Does the universe exist outside of our consciousness? Einstein said he was reluctant to give up on trying to solve this question, and yet he had to. It is an enigma that arises because quantum mechanics keep revealing a universe that is dependent on the observer. That is to say, the presence of the observer influences experimental results.
The ramifications are deep, all right. Starting around the time of Newton, scientists assumed that there is an objective universe out there, that existed before life or consciousness sprang into being, and exists independent of our measurements of it. In short, the basic framework of reality, called “local realism,” is an essentially dumb, random cosmos that is independent of our minds.
But quantum theory insists that such a worldview is wrong, because one’s observations (of, say, entangled photons or particles) produce immediate distant physical effects. The famous Double Slit experiment consistently offers hard evidence of nature and consciousness being correlative: existing interdependently.
In this view, there is nothing outside of consciousness. As the late famed physicist John Wheeler put it, “No phenomenon is a real phenomenon unless it is an observed phenomenon.”
The easiest doorway into this new perception may be right before our eyes, since all visual images do not occur “out there” in an external reality, but form only in the occipital lobe of the brain. That’s where everything visual is occurring: in the brain. So it’s mind out there in front of us, the only place the “world” and its images and tactile impressions can form and be apprehended. It’s only language and custom that make us think that what we perceive is “out there” in some external realm removed from our beings. Even Newton wrote about this in his short monograph, The Rays Are Not Colored, strongly suggesting that the distinction between internal and external does not exist.
Far out? You bet – especially when contrasted with the mainstream view that consciousness exists only as isolated pockets (within you and me) dependent on individual neural structure. This seems true. When you encounter an unfortunately dead dog on the road, it’s clear that he is no longer aware of you.
The problem is, if consciousness solely arises from biological structure, how does it do so? This simple question has never been answered. Indeed, major studies of consciousness, like Daniel Dennett’s classic Consciousness Explained, ended up admitting that consciousness’s nature is an insuperable mystery, and that the best that science can do is determine which areas of the brain control which function, which is now often characterized as among the “easy issues” of consciousness.

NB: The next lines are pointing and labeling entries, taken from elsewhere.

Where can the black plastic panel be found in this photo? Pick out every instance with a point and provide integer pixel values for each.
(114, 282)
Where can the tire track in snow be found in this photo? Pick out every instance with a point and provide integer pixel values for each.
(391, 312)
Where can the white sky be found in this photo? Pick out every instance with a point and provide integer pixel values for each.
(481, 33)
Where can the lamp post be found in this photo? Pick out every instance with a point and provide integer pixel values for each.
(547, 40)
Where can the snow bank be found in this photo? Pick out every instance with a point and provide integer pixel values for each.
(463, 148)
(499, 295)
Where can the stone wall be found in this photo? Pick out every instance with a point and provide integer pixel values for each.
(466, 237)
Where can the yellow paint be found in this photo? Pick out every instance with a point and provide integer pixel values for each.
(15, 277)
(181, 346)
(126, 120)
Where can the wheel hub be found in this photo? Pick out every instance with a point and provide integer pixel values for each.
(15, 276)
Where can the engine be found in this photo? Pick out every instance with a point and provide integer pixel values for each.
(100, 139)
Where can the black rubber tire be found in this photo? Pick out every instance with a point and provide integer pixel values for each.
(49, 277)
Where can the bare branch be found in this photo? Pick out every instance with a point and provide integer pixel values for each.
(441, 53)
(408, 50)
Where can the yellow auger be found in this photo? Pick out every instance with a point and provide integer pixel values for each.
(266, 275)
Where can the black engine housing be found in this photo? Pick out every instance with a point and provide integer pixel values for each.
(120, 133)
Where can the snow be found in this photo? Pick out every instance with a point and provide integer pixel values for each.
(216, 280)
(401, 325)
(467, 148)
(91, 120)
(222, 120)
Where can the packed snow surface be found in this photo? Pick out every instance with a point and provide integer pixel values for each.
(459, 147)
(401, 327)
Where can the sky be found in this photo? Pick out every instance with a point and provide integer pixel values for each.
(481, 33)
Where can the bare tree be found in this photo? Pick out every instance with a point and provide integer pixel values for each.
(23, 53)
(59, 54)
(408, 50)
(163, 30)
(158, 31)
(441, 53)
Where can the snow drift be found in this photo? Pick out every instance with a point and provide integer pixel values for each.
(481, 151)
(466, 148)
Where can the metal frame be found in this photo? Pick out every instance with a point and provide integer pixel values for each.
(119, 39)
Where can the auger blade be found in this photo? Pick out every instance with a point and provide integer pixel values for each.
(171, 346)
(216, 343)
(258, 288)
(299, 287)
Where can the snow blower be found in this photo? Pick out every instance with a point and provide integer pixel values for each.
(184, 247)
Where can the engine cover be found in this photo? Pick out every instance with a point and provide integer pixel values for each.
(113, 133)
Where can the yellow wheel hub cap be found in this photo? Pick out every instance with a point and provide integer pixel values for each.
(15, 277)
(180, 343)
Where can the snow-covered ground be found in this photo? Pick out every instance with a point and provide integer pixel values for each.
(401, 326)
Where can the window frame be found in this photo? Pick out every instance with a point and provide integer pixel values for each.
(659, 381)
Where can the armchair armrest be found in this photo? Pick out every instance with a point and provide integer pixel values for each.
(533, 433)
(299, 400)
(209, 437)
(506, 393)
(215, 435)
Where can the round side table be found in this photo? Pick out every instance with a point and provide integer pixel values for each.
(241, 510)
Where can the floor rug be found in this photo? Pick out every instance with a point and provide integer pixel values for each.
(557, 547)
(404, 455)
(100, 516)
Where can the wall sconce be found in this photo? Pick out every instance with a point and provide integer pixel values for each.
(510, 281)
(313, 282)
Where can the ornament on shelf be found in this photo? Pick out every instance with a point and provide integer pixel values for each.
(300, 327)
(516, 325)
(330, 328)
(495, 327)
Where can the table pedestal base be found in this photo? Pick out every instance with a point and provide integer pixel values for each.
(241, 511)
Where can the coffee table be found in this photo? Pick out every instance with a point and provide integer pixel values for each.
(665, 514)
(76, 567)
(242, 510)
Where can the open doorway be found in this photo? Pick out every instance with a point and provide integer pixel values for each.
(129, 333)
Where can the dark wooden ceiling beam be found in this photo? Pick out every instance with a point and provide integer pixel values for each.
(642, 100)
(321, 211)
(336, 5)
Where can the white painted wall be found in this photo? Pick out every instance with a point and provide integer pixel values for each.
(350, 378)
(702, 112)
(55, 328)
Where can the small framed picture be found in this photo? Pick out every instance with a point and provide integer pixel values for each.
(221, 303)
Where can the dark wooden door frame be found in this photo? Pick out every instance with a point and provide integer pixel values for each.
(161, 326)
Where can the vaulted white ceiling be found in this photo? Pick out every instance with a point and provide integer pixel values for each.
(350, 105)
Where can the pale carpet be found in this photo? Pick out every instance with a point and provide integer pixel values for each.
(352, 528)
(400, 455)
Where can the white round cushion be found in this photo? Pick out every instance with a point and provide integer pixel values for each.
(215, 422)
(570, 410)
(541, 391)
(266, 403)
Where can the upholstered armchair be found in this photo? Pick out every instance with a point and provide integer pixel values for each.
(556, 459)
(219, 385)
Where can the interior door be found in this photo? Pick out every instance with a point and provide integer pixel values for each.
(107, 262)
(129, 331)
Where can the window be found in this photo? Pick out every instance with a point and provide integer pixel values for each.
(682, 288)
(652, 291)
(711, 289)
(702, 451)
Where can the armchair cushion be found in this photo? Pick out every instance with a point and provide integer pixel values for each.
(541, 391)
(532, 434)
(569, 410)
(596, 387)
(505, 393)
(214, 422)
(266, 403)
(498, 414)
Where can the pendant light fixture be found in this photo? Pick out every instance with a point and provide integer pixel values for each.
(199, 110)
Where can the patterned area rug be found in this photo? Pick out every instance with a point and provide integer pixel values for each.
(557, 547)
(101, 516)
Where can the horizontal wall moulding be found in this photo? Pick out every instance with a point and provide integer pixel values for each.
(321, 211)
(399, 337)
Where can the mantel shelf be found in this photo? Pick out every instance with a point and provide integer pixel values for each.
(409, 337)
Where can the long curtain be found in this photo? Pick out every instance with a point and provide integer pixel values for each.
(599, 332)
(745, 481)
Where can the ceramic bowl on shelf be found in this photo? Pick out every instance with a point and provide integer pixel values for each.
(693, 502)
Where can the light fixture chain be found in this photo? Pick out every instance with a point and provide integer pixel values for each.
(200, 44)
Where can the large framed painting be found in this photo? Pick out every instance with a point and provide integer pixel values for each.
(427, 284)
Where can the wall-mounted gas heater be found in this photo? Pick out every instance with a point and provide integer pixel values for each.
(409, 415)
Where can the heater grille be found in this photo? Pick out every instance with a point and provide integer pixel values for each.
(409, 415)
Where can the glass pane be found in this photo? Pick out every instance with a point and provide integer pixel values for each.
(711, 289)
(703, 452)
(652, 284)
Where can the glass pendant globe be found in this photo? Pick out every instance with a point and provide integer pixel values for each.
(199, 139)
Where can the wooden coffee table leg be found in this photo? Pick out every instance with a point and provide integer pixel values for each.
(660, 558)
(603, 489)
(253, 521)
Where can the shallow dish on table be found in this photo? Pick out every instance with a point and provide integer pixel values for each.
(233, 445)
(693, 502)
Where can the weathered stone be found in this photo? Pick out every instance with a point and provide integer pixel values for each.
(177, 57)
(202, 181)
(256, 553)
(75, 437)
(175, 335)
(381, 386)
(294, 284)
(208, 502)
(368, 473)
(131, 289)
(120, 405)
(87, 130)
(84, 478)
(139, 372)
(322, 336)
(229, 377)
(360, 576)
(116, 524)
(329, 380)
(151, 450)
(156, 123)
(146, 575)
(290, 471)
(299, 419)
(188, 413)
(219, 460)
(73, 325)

When we try to go deeper, and ask how a sense of “being” or experience or awareness can ever arise from any combination of elements like hydrogen and carbon, this is the “hard problem of consciousness.” And here, science hasn’t a clue. Adding to the mystery is the so-called “enlightenment experience” of mystics, who proclaim it to revolve around a feeling of certainty that consciousness is deathless and eternal, and unconfined to any individual.
That’s outside mainstream science, sure. But there’s more than enough science justification for us to admit that it just might be true.